And here is a tanka from one of the first tanka collections in English, 'Wind Five Folded', edited by Jane Reichhold:

Walking east, I watch
The moon rise, huge, smokey orange,
Almost full, alone.
Walking home, I'm almost used
To you being gone again.

John Gribble, page 65


And another one from 'Wind Five Folded':

Ginkgos are boring
Until autumn golding and
Persimmons taste tart --
The vague words of your language
Often mean less than they seem

Mimi Walter Hinman, page 77


Slowly a cache of syllabic tanka is being written.  My feeling is that the less a poet has taken on the narrow esthetics of official haiku, the more accessible tanka becomes to a poet.  I see tanka as more closely related to the Psalms and to hymnody than to free verse haiku.  There is the same quiet contemplation, the same sense of steady rhythm meant for chanting or singing. 

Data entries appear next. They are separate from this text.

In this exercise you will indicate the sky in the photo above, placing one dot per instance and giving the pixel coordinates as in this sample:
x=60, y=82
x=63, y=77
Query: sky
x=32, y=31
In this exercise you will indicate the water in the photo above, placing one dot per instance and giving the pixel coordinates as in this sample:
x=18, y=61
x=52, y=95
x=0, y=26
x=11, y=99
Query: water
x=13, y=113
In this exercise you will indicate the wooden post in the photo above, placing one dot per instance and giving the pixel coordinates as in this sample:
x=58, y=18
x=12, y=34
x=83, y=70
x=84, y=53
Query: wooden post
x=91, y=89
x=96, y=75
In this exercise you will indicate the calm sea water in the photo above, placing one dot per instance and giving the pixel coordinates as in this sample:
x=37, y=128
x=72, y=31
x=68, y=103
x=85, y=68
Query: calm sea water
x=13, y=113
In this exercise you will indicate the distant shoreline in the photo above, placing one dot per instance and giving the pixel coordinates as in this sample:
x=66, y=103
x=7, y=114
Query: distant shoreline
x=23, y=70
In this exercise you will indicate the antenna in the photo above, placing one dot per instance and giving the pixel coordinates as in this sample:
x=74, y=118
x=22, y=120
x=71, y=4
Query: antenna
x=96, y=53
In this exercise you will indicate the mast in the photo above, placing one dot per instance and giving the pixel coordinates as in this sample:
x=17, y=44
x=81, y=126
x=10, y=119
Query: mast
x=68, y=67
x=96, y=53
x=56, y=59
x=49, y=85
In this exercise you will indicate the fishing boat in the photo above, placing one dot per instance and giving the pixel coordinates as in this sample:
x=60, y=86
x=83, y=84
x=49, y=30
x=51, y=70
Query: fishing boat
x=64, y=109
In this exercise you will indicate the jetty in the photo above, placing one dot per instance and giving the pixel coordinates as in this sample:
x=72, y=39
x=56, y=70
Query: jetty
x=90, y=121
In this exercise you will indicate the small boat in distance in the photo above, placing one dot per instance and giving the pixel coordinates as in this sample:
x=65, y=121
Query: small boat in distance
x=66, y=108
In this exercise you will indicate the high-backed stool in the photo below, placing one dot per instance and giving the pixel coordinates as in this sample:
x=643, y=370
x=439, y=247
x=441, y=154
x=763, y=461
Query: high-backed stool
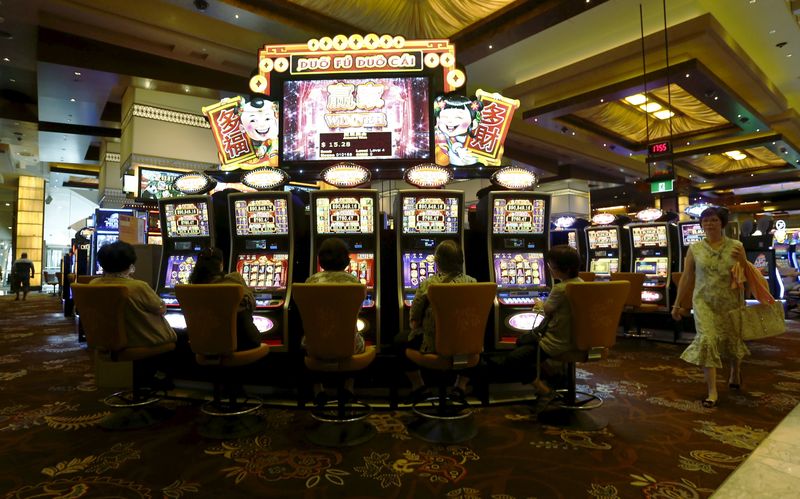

But to find these tanka you have to look beyond official tanka organizations and magazines because most of them (all?) were started by people committed to free verse and completely allergic to syllabics.  They seem also to have absorbed the nihinjinron based mythos of the specialness of the Japanese language.  But, again, that's OK.  They get to do that.  And we get to connect with the Japanese tradition by counting on our fingers: 5-7-5-7-7.

3 comments:

Jo Balistreri said...

I just found out about your site from Marianne Szyzk--that doesn't look right, ( forgive me Marianne) and I really enjoyed what you had to say and your examples.

Thanks so much.

Norma Margaret said...

Just found your site after reading GHAZAL OF YOURS IN CONTEMPORARY GHAZALS #6
I found your discussion of the ecology of haiku in various anthologies most revealing. I also appreciate the cultural respect that you display instead of assimilation.

Jim714 said...

Greetings Jo and Norma:

Apologies for taking so long to respond. But thanks for your kind words. It's gratifying to get this kind of feedback.